Ahora mi padre y mi mejor amigo no están desde hace un lustro, pero a los dos les encantaba la Navidad, así que me pongo villancicos, canto donde sea ‘De las doce palabritas’ dichas y retorneadas dime la una y luego las dos y las tres y lo acabo, papá, lo acabo y echo de menos las reuniones multitudinarias de la infancia, los colchones tirados en el suelo y la llegada de Papá Noel. 

Cuando crecemos, las Navidades pasan a ser motivo de nostalgia, de tristeza infinita, de recuerdos y, a veces, de amargura: depende de lo que te las hayan jodido. Yo, que escucho villancicos hasta en junio y que he vivido Navidades de mierda (muchas), llevo como una bandera pequeñita que me siga gustando esta época, que me parece, como decía Dickens, la única del año en que parecemos, verdaderamente, compañeros de viaje hacia la tumba y no una suerte de extraños con rumbo a otros destinos.

Me gustan sus ritos: el concierto de año nuevo en Viena, que dirige Barenboim este año, el de la Orquesta de Extremadura con sus palmadas en la ‘Marcha Radetzky’, el pensar algo rico para comer en Nochebuena y Navidad (aunque luego acabes comiendo cualquier cosa, como me pasa a mí muchos años), quedar con los amigos, ponerme este año el triple disco navideño que ha sacado Jamie Cullum y cantar el ‘Shake up Christmas de Train’ hasta quedarme ronca y me encanta que vuelvan los ballets de ‘El lago de los cisnes’, ‘La bella durmiente’ y ‘El cascanueces’ (que siempre ha sido el cuento de referencia de mis hermanos y mío, desde que se lo regalaron a mi hermano Antonio unas Navidades). Adoro los polvorones con ajonjolí y el turrón blando y el duro y las peladillas y los roscos de vino y el roscón de Reyes. Todos los años me digo que haré uno: nunca lo hago. Como el tiramisú que iba a llevar siempre a casa de mi padre. Como el ‘Hamlet’ que tengo que ver con mi hermano. Como ‘Los 400 golpes’, Ángel Briz.

Y escucho las mil versiones que hay de ‘The little drummer boy’, sin decidirme nunca por mi favorita.

No hablo de que parece que somos solidarios solo en estas fechas porque, miren, la mayoría de la gente es decente. Los no decentes, los que discriminan a las personas por sus identidades o por sus orientaciones sexuales o por su religión o por sus ideas políticas, etnia, edad, cuenta corriente o aspecto físico son los menos, o eso quiero creer.

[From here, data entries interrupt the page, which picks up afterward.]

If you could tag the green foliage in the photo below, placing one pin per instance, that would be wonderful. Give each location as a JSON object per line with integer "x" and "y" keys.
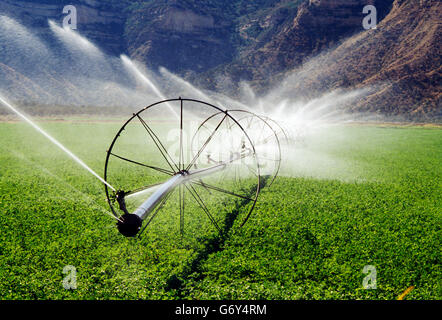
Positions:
{"x": 309, "y": 239}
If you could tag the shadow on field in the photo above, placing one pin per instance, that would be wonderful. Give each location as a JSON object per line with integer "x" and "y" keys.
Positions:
{"x": 212, "y": 244}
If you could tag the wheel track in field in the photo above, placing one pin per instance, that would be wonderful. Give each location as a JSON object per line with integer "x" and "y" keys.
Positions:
{"x": 177, "y": 282}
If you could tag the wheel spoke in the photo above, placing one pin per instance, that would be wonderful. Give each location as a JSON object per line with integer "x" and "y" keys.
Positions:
{"x": 181, "y": 160}
{"x": 170, "y": 173}
{"x": 200, "y": 202}
{"x": 159, "y": 145}
{"x": 141, "y": 190}
{"x": 206, "y": 143}
{"x": 162, "y": 203}
{"x": 181, "y": 191}
{"x": 208, "y": 186}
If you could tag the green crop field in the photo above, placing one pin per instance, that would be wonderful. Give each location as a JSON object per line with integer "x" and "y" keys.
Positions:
{"x": 372, "y": 198}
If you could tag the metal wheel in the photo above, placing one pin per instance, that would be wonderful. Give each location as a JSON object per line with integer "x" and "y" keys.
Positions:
{"x": 151, "y": 151}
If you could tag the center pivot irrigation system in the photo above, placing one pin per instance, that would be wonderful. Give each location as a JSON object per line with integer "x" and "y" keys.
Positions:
{"x": 208, "y": 157}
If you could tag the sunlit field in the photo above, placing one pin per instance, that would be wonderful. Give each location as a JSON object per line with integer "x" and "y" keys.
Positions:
{"x": 310, "y": 237}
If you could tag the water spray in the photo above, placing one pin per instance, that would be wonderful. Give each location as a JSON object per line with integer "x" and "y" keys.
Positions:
{"x": 223, "y": 148}
{"x": 54, "y": 141}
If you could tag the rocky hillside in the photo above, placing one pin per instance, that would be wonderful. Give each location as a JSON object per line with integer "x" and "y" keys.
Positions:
{"x": 321, "y": 43}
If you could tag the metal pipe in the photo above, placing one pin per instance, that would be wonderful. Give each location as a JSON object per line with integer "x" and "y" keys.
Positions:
{"x": 163, "y": 190}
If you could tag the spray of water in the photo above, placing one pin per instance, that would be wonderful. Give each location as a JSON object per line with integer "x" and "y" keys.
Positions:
{"x": 76, "y": 72}
{"x": 54, "y": 141}
{"x": 144, "y": 79}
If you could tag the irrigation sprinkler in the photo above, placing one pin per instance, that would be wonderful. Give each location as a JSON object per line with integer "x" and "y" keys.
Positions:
{"x": 213, "y": 154}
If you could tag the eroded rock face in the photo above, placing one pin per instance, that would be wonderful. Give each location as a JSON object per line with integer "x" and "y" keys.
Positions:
{"x": 179, "y": 38}
{"x": 102, "y": 24}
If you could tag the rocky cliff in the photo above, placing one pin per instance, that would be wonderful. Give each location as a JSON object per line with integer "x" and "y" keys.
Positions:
{"x": 321, "y": 43}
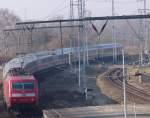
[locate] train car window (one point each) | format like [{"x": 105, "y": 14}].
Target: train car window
[
  {"x": 29, "y": 85},
  {"x": 23, "y": 85},
  {"x": 17, "y": 86}
]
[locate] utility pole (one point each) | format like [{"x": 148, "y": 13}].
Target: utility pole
[
  {"x": 124, "y": 86},
  {"x": 143, "y": 31},
  {"x": 80, "y": 6},
  {"x": 113, "y": 34}
]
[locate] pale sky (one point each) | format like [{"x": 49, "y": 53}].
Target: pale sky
[{"x": 46, "y": 9}]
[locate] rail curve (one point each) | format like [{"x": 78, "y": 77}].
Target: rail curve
[{"x": 116, "y": 78}]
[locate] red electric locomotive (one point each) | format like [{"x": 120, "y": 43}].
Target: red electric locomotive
[{"x": 20, "y": 90}]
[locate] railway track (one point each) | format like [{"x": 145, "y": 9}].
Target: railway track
[{"x": 116, "y": 79}]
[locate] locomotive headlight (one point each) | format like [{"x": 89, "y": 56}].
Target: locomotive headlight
[
  {"x": 32, "y": 99},
  {"x": 14, "y": 100}
]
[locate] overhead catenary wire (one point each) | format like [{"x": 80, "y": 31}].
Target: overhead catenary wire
[{"x": 57, "y": 9}]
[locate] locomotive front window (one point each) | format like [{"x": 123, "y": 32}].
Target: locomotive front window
[
  {"x": 17, "y": 86},
  {"x": 29, "y": 85},
  {"x": 23, "y": 85}
]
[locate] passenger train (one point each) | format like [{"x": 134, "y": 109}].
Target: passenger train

Los demás intentamos sobrevivir al capitalismo como podemos, tener al lado a personas con las que estés en casa, leer lo máximo posible, ver las mejores películas que podemos, tener alguna afición, dar dinero a asociaciones y participar en ellas si podemos y crear redes, también en internet, esa selva en la que, no obstante, hay claros con agua fresca y sol y verde. 

Quizá sea el espíritu de la Navidad. Ojalá les llegue a ustedes lo mejor posible. 

Feliz Nochebuena. 

la perla

La programación teatral de estas fechas está dedicada a los pequeños. En Puebla de la Calzada hacen un Festival que se llama Theatre-ves?, de teatro infantil y familiar en el que podrán ver este domingo ‘Nuestros momentos mágicos’, en la Casa de la Cultura, a las siete de la tarde. Además, en el López de Ayala, a las doce de la mañana (¿alguien dice ‘a las doce del mediodía’ en esta Extremadura nuestra?) podrán ver ‘El gran traje’. Las invitaciones ya se han agotado, así que quienes las hayan conseguido podrán ver a una niña que vive en un inmenso traje con su familia, con bolsillos tan grandes como habitaciones. También llega ‘El lago de los cisnes’ a Mérida el domingo, al Palacio de Congresos, a las seis de la tarde. Cuídense y disfruten de la cultura.